All told, Tom is a disaster as a leader, and, as he acknowledges, Landshark’s numbers don’t add up, it is running on fumes, and its market doesn’t exist. Tom and his team approach a venture capitalist, charmingly played by David Byrne, who gives Tom an instant take-it-or-leave-it offer of 15 cents on the dollar for his shares, on the condition that he leaves the company, while the rest of the management and technical team stays. Based on the evidence presented in the movie, the venture capitalist made precisely the right decision.

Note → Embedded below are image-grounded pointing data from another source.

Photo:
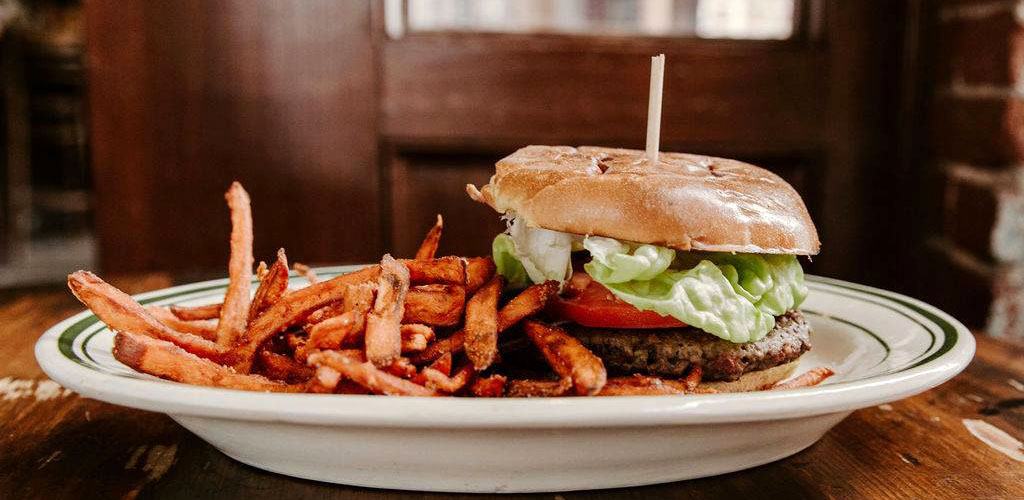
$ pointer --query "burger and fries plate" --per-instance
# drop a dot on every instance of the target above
(279, 368)
(883, 346)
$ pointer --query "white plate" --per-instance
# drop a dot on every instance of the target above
(883, 345)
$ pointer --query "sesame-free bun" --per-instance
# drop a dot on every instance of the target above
(758, 380)
(686, 202)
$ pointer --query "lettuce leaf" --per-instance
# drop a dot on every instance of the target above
(508, 265)
(613, 261)
(542, 254)
(731, 296)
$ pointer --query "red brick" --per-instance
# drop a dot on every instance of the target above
(970, 217)
(986, 50)
(961, 291)
(1008, 236)
(1007, 316)
(978, 130)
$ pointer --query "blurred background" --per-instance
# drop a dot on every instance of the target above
(352, 123)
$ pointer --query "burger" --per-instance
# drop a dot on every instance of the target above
(664, 265)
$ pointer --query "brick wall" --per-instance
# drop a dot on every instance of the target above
(977, 142)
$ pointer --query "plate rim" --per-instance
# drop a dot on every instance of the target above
(177, 399)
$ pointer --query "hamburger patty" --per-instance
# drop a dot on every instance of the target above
(671, 351)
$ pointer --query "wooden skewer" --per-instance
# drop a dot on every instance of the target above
(654, 106)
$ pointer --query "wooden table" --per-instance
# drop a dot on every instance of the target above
(56, 445)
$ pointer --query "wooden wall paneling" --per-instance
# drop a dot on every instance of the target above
(188, 95)
(424, 184)
(740, 96)
(861, 140)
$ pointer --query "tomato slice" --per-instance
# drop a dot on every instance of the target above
(591, 304)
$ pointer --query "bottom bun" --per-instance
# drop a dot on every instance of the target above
(758, 380)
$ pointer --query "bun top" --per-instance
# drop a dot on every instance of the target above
(686, 202)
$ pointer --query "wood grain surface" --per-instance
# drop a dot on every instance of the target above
(57, 445)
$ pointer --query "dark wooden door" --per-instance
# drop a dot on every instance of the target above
(352, 129)
(810, 107)
(187, 95)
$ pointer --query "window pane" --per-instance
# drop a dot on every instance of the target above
(760, 19)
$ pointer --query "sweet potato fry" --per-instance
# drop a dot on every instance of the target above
(568, 358)
(493, 386)
(196, 313)
(325, 380)
(291, 309)
(416, 337)
(443, 364)
(367, 375)
(401, 368)
(331, 333)
(429, 246)
(433, 379)
(235, 313)
(358, 298)
(446, 271)
(168, 361)
(280, 367)
(806, 379)
(383, 335)
(537, 388)
(203, 328)
(434, 304)
(271, 286)
(528, 302)
(123, 314)
(306, 272)
(639, 385)
(478, 272)
(261, 269)
(481, 324)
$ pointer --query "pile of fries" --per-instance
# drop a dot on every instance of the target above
(427, 326)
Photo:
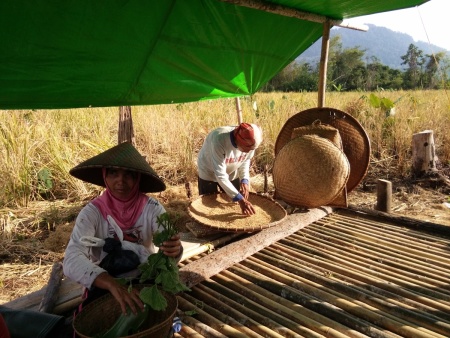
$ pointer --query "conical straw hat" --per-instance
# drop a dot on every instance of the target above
(355, 142)
(123, 156)
(329, 132)
(310, 171)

Tom is so disastrous a leader that one wonders how he made it into a leadership role in the first place, which necessarily undercuts the credibility of August’s plot. It is always possible to create how-not-to films, but they are usually comedies (Fawlty Towers, Yes Minister at times, and the Video Arts training films). Drama demands some redeeming virtues of its protagonists. August leaves the audience with contempt for its protagonist and satisfaction at his being cut loose, but it teaches no management lessons.

In future posts, I intend to documentaries or docudramas that chronicle the technology sector’s most notable success stories.